While four of the five players in the starting lineup are set in stone, the small forward position remains open. Last year, the Cavs bucked the league-wide “small ball” trend by starting three big men – Allen, Mobley and Lauri Markkanen. That worked well, as lineups with those three had a +7.4 differential, per Cleaning the Glass. But Markkanen was shipped to Utah along with rookie Ochai Agbaji, who had some potential as a wing but would likely not have received consistent playing time. That leaves the small forward room even thinner than it was already.
On paper, Isaac Okoro should be the one to fill that spot. He has the defensive skills perhaps necessary to support Garland and Mitchell, but the offense remains a concern. He does not have the green light to create for himself outside of a dwindling shot clock or a poor closeout, but can contribute as a cutter and corner three-point shooter. At least in theory — teams have spent two years now daring Okoro to shoot by leaving him wide open in the corner. To date, they have not made him pay.
Having another capable passer in Mitchell should improve the playmaking, opening up more cutting lanes for Okoro that were once hidden due to few capable passers on the floor at once. As my colleague Chris Manning has preached, J.B. Bickerstaff should keep Okoro moving and cutting to the basket to weaponize his speed and strength. (Editor’s note from Chris: THAT’S RIGHT!)
Okoro attempted 58% of his shots at the rim and improved his accuracy at the rim from 58% to 63% from year one to year two, per Cleaning the Glass. Mitchell is also an excellent driver, which should collapse defenses and leave Okoro open in the corner. He took 24% of his shots from corner three territory, making 36% of them per Cleaning the Glass. The Cavs will need some higher volume and accuracy in that area from Okoro to make him a true 3-and-D wing to fill the gap. But the mold is there — a strong defensive presence who can hit corner threes and find open looks through cutting to the basket.
Did anyone forget about Caris LeVert? After coming over from Indiana last season, LeVert fell off a ledge offensively. Post-trade he shot worse at the rim (-5%) and mid-range (-1%) while having a high usage rate and career-worst points per shot attempt according to Cleaning the Glass. The inefficiency killed the Cavaliers at a time when offense was tough to come by, especially with Garland dealing with a back problem and Jarrett Allen breaking his finger.
LeVert will not have to be the second option this time around, which helps, but if he does not have the ball in his hands what can he provide?
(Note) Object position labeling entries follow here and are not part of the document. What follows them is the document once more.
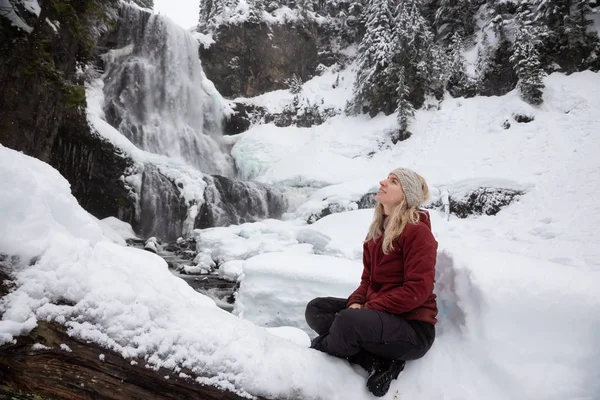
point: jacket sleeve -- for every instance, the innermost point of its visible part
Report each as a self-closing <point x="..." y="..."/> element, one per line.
<point x="419" y="254"/>
<point x="360" y="295"/>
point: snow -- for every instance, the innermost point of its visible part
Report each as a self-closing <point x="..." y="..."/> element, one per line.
<point x="517" y="292"/>
<point x="9" y="13"/>
<point x="183" y="12"/>
<point x="277" y="286"/>
<point x="123" y="229"/>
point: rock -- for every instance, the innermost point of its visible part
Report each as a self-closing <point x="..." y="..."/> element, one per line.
<point x="332" y="208"/>
<point x="399" y="135"/>
<point x="500" y="78"/>
<point x="94" y="167"/>
<point x="480" y="201"/>
<point x="227" y="201"/>
<point x="145" y="3"/>
<point x="488" y="201"/>
<point x="42" y="108"/>
<point x="251" y="58"/>
<point x="522" y="118"/>
<point x="246" y="115"/>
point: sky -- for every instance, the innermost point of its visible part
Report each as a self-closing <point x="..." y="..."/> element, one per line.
<point x="182" y="12"/>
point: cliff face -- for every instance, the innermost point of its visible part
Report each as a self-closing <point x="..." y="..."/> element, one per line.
<point x="253" y="58"/>
<point x="43" y="107"/>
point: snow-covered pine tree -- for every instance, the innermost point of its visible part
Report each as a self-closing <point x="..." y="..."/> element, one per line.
<point x="294" y="84"/>
<point x="305" y="6"/>
<point x="423" y="63"/>
<point x="526" y="60"/>
<point x="455" y="17"/>
<point x="371" y="91"/>
<point x="404" y="107"/>
<point x="567" y="41"/>
<point x="459" y="83"/>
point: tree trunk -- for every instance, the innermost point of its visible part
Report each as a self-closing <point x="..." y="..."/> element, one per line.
<point x="56" y="374"/>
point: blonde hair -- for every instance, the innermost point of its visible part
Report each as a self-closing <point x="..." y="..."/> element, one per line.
<point x="395" y="223"/>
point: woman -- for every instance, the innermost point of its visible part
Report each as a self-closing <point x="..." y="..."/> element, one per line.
<point x="390" y="318"/>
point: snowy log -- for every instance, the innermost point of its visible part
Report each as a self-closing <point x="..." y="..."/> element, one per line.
<point x="48" y="363"/>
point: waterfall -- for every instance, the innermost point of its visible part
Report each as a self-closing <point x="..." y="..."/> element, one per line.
<point x="158" y="96"/>
<point x="154" y="93"/>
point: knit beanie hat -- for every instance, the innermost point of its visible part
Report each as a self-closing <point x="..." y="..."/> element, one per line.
<point x="413" y="191"/>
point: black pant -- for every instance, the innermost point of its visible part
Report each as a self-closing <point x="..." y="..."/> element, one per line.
<point x="364" y="336"/>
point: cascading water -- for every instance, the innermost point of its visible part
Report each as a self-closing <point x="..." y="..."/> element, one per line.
<point x="158" y="96"/>
<point x="154" y="92"/>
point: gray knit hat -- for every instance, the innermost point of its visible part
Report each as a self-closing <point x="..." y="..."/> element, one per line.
<point x="413" y="191"/>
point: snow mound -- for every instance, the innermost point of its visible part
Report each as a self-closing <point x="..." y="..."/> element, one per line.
<point x="277" y="286"/>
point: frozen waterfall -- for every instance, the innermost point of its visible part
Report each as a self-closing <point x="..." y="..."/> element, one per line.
<point x="158" y="96"/>
<point x="154" y="102"/>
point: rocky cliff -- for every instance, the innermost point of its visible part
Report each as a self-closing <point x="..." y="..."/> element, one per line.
<point x="43" y="107"/>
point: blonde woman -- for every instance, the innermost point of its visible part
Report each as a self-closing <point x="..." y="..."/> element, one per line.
<point x="390" y="318"/>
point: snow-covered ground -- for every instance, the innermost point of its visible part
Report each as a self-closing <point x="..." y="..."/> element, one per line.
<point x="518" y="292"/>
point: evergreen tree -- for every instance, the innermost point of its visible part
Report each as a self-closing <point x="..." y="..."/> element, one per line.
<point x="374" y="52"/>
<point x="455" y="17"/>
<point x="404" y="107"/>
<point x="525" y="59"/>
<point x="423" y="63"/>
<point x="459" y="84"/>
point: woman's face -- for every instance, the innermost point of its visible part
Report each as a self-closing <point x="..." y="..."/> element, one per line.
<point x="390" y="192"/>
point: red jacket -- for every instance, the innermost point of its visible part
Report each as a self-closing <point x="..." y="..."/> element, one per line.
<point x="401" y="282"/>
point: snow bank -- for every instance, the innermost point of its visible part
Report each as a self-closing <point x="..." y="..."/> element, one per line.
<point x="36" y="204"/>
<point x="277" y="286"/>
<point x="126" y="299"/>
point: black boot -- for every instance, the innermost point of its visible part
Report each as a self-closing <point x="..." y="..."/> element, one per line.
<point x="382" y="375"/>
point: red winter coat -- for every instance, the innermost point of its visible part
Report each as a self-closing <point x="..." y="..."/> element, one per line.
<point x="401" y="282"/>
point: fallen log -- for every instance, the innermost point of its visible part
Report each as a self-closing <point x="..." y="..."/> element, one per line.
<point x="82" y="370"/>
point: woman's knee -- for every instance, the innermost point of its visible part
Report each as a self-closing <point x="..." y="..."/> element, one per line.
<point x="349" y="321"/>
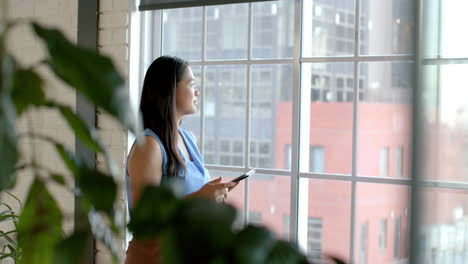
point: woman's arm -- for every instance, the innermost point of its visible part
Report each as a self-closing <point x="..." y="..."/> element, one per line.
<point x="144" y="167"/>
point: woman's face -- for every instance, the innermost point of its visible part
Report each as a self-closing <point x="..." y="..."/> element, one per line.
<point x="186" y="95"/>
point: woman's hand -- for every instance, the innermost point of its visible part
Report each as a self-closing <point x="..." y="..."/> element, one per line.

He is not a defensive stopper, nor a consistent shooter from deep — particularly as a catch-and-shoot option. Opposing defenses definitely have to pay attention to him more than Okoro, and that is worth something. Maybe his playmaking improves by having another capable offensive player like Mitchell available to pass to? His offensive skillset may be better suited off the bench to punish opposing benches. He can have the ball in his hands more frequently without taking away touches from the talented backcourt.
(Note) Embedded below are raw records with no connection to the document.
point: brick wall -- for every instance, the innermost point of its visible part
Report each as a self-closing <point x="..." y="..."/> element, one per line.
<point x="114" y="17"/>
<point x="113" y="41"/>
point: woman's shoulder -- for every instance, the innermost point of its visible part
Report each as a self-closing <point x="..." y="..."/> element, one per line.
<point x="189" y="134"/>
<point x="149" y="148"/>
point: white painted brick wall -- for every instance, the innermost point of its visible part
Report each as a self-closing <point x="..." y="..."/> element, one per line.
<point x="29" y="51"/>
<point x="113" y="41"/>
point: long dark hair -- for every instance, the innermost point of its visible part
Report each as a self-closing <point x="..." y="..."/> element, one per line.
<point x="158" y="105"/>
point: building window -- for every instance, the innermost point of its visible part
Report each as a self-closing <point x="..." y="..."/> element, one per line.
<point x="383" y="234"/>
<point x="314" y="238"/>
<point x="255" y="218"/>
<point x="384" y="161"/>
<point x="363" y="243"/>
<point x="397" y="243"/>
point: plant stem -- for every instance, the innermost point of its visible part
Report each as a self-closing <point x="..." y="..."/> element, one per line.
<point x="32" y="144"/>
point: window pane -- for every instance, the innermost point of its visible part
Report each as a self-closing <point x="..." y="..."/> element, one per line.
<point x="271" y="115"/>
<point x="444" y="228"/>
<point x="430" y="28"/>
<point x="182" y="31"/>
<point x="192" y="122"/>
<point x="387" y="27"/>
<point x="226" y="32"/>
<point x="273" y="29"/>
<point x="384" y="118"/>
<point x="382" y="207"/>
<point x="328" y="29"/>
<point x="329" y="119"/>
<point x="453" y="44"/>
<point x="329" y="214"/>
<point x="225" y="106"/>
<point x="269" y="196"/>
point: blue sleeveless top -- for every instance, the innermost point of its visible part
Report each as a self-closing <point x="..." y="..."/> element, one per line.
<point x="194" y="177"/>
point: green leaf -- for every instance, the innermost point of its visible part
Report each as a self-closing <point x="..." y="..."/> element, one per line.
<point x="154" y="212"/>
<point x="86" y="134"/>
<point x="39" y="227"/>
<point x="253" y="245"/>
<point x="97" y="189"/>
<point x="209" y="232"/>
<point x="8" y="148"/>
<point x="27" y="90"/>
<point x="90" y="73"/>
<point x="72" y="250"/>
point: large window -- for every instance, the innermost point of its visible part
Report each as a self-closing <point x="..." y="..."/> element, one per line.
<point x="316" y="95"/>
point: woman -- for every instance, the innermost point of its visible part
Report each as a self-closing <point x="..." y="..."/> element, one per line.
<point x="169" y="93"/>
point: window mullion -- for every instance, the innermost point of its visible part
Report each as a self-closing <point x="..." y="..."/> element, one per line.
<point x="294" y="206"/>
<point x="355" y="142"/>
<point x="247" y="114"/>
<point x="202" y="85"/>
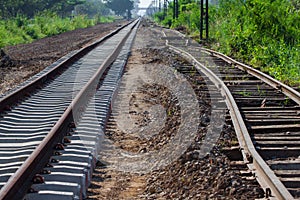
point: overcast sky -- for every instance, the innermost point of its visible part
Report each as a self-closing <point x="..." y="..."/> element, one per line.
<point x="145" y="3"/>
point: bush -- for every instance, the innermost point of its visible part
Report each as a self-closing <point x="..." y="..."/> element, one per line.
<point x="24" y="30"/>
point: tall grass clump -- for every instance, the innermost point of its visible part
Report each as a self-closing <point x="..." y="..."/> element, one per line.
<point x="262" y="33"/>
<point x="23" y="30"/>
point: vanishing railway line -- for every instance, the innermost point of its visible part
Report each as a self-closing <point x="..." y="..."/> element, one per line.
<point x="56" y="110"/>
<point x="65" y="109"/>
<point x="264" y="112"/>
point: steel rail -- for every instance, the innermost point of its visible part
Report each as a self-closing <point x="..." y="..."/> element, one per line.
<point x="19" y="93"/>
<point x="287" y="90"/>
<point x="248" y="150"/>
<point x="19" y="183"/>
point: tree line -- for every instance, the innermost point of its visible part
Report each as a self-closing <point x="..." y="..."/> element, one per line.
<point x="29" y="8"/>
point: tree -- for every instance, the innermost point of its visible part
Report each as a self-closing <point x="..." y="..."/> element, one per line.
<point x="121" y="7"/>
<point x="29" y="8"/>
<point x="92" y="8"/>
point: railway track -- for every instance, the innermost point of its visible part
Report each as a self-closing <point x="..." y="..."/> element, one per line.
<point x="50" y="126"/>
<point x="264" y="112"/>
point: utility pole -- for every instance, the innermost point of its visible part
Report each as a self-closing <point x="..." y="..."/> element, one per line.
<point x="175" y="9"/>
<point x="204" y="16"/>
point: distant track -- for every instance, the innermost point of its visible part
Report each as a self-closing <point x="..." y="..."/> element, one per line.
<point x="265" y="114"/>
<point x="45" y="132"/>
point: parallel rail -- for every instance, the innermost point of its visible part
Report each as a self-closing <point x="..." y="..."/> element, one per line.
<point x="21" y="180"/>
<point x="257" y="163"/>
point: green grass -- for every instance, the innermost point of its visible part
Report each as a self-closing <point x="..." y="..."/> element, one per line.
<point x="262" y="33"/>
<point x="22" y="30"/>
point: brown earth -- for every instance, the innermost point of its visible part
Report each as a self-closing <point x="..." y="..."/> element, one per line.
<point x="190" y="177"/>
<point x="18" y="63"/>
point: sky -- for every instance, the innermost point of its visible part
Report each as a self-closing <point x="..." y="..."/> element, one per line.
<point x="145" y="3"/>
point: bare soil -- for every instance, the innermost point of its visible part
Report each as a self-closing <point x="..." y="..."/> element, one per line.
<point x="18" y="63"/>
<point x="190" y="177"/>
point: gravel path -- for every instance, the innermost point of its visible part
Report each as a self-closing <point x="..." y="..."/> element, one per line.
<point x="189" y="177"/>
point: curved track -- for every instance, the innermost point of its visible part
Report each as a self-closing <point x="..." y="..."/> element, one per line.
<point x="264" y="112"/>
<point x="44" y="122"/>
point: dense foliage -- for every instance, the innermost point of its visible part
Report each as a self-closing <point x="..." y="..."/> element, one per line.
<point x="121" y="7"/>
<point x="29" y="8"/>
<point x="24" y="30"/>
<point x="263" y="33"/>
<point x="23" y="21"/>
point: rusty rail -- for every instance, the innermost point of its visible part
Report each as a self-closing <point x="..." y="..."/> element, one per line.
<point x="19" y="183"/>
<point x="247" y="147"/>
<point x="288" y="91"/>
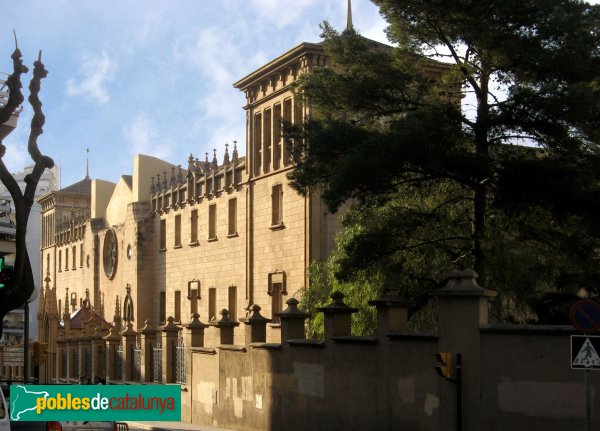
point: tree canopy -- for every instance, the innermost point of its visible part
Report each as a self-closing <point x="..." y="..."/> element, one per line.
<point x="506" y="181"/>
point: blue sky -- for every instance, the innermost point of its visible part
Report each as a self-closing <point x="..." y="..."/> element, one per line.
<point x="152" y="77"/>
The Cavs are reportedly in no rush to extend LeVert, making him an expiring contract with a lot to prove this upcoming season. Right now, it seems like he is penciled in as the starting small forward, namely because he has more offensive punch. But the defense will certainly suffer, and his playmaking comes and goes. Not a perfect solution, but an option nonetheless.
Everyone’s favorite Cedi Osman is also worth a look, especially with how he has played for Eurobasket. The 27-year-old is averaging 16.2 points, 5.4 rebounds, and 1.8 assists per game on average to below-average efficiency in FIBA play. That is the story with Osman: the Cavs sort of already know what he provides. He is either flaming hot or unplayable on either side of the ball, getting blown up defensively and shooting the Cavs out of games. Osman was more efficient this past season than in 2020-2021, and is a tad taller than Okoro and LeVert. But he’s not reliable. Instead, Osman provides more capable outside shooting and high energy. When he’s hot, he looks like the perfect fit. When cold, he can be unplayable. It’s not clear how J.B. Bickerstaff really trusts him.
I wrote about Lamar Stevens last season, particularly on how he was slowly developing an offensive tool bag and finding spots on the floor he liked to shoot from. His mid-range game showed signs of consistency and he could find the floor as the backup small forward. I am not sure the coaching staff is ready to start him, but he is the mid-range-heavy version of Osman.
Dean Wade falls into the “probably will not start but is useful” category. He is 6’10” and can shoot the basketball but, maybe most importantly, he allows LeVert, Osman, and Okoro to come off the bench and anchor what should be a deep unit. Wade does not kill you, usually, and could benefit greatly from Mitchell and Garland keeping opposing defenses guessing.
The jury is technically still out on Dylan Windler, but it’ looking like this is his last chance to prove his worth. On paper, he has the active hands and shooting prowess that would be helpful on both sides of the ball alongside the core four. But health will be the determining factor in if he finds the floor or not. I am betting on the latter.
Alright, now let’s get weird. What about putting Evan Mobley at the three and starting Kevin Love at power forward? It solves the shooting issue by inserting the dangerous Love, who could benefit as a trailer when the ball is pushed up the floor. As a pick-and-pop savant, he will also get plenty of looks.
Defenses backpedaling to watch for the lob to Mobley will be quickly punished by a Love pop for three. Mobley and Allen will have to do a lot of defensive anchoring both on the interior and the perimeter, but it is an intriguing option (For what it is worth, last year, a lineup with Mobley-Love-Allen was an offensive juggernaut scoring 156.5 points per 100 possessions per Cleaning the Glass). Considering Love was so good off the bench, enough to garner Sixth Man of the Year votes, it is unlikely he suddenly starts at age 34. But the possibility exists.
Given the offensive pedigree, LeVert seems like the most likely to start at small forward. If Okoro can become a consistent shooting threat, he effectively provides what Osman does offensively with the added bonus of being a very good defender. That should be enough to garner consideration to start, but there may be a “prove it” period to see how the offense flows with him. Osman makes some sense. It will be an ongoing discussion through training camp and the early parts of the season to find out who picks up the small forward starter minutes. Right now, the Cavs have some compelling, albeit unspectacular, options.